Gary Reilly was a natural and prolific writer. But he lacked the self-promotion gene. His efforts to publish his work were sporadic and perfunctory, at best. When he died in 2011, he left behind upwards of 25 unpublished novels, the Vietnam trilogy being among the first he had written.

Running Meter Press, founded by two of his close friends, has made a mission of bringing Gary’s work to print. So far, besides this trilogy, RMP has published eight of ten novels in his Asphalt Warrior series. These are the comic tales of a Denver cab driver named Murph, a bohemian philosopher and aficionado of “Gilligan’s Island” whose primary mantra is: “Never get involved in lives of my passengers.” But, of course, he does exactly that.
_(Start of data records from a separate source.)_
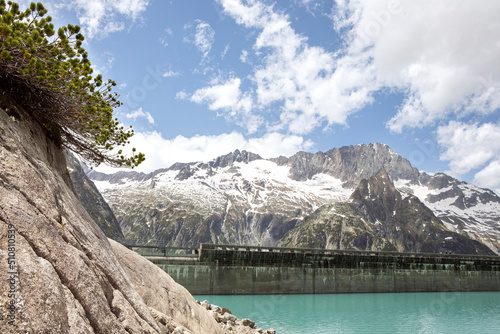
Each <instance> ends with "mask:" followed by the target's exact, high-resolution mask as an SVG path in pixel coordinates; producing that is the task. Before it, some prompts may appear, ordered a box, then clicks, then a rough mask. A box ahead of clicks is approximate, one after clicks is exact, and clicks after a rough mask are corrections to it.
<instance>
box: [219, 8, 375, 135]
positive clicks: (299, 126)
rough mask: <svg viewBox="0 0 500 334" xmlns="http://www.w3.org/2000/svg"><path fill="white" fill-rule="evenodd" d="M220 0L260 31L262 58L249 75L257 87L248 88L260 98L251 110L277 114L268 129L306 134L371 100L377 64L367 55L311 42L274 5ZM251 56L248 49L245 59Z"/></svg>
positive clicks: (243, 52)
mask: <svg viewBox="0 0 500 334" xmlns="http://www.w3.org/2000/svg"><path fill="white" fill-rule="evenodd" d="M220 2H221V5H222V6H223V9H224V13H225V14H227V15H229V16H230V17H232V18H233V19H234V20H235V21H236V22H237V23H238V24H241V25H244V26H245V27H247V28H250V29H254V30H256V31H258V32H259V34H258V35H257V37H256V39H255V42H254V46H253V49H254V52H255V54H256V55H257V56H258V57H257V59H261V63H260V64H256V66H255V67H254V73H253V75H252V76H251V78H250V80H251V84H252V85H253V86H254V88H252V89H248V90H247V91H245V93H246V94H248V95H251V96H252V97H253V99H254V101H256V103H254V105H253V106H252V107H253V109H252V113H254V114H258V113H266V114H269V113H274V114H275V115H277V117H276V119H278V121H277V122H275V123H274V124H271V126H270V129H273V130H286V131H289V132H291V133H294V134H307V133H310V132H311V131H313V130H315V129H316V128H317V127H319V126H322V125H323V124H324V123H325V122H326V123H327V124H328V125H331V124H345V123H346V120H347V117H348V116H349V115H350V114H351V113H353V112H355V111H357V110H359V109H360V108H362V107H363V106H365V105H366V104H368V103H371V101H372V97H371V92H372V91H373V90H374V88H373V87H370V85H371V84H372V83H373V75H372V74H371V72H373V67H372V66H370V65H369V64H367V61H368V59H369V58H368V57H366V56H365V55H361V56H357V57H353V58H349V59H341V58H339V57H337V55H336V54H335V53H333V52H329V51H326V50H325V49H323V48H321V47H316V46H310V45H309V44H308V42H307V38H306V37H305V36H302V35H300V34H298V33H297V32H295V30H294V29H293V28H292V26H291V22H290V19H289V17H288V16H287V15H285V14H284V13H280V12H277V11H275V10H274V7H273V6H268V5H265V4H263V3H261V2H259V1H252V2H248V3H245V4H244V3H243V2H241V1H237V0H221V1H220ZM247 59H248V51H247V50H244V51H243V52H242V56H241V61H242V62H246V61H247ZM276 104H278V105H279V106H280V107H279V108H276V107H275V105H276ZM262 124H263V123H262Z"/></svg>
Three of the titles in The Asphalt Warrior series were finalists for the Colorado Book Award. Two years in a row, Gary’s novels were featured as the best fiction of the year on NPR’s Saturday Morning Edition with Scott Simon. And Gary’s second Vietnam novel, The Detachment, drew high praise from such fine writers as Ron Carlson, Stewart O’Nan, and John Mort. A book reviewer for Vietnam Veterans of America, David Willson, raved about it, too.

There is a fascinating overlap in the serious story of Private Palmer’s return to Denver and the quixotic meanderings of Murph. It is the taxicab. One picks up where the other leaves off. Readers familiar with The Asphalt Warrior series will find a satisfying transition in the final chapters of The Discharge.

And they will better know Gary Reilly the writer and Gary Reilly the man.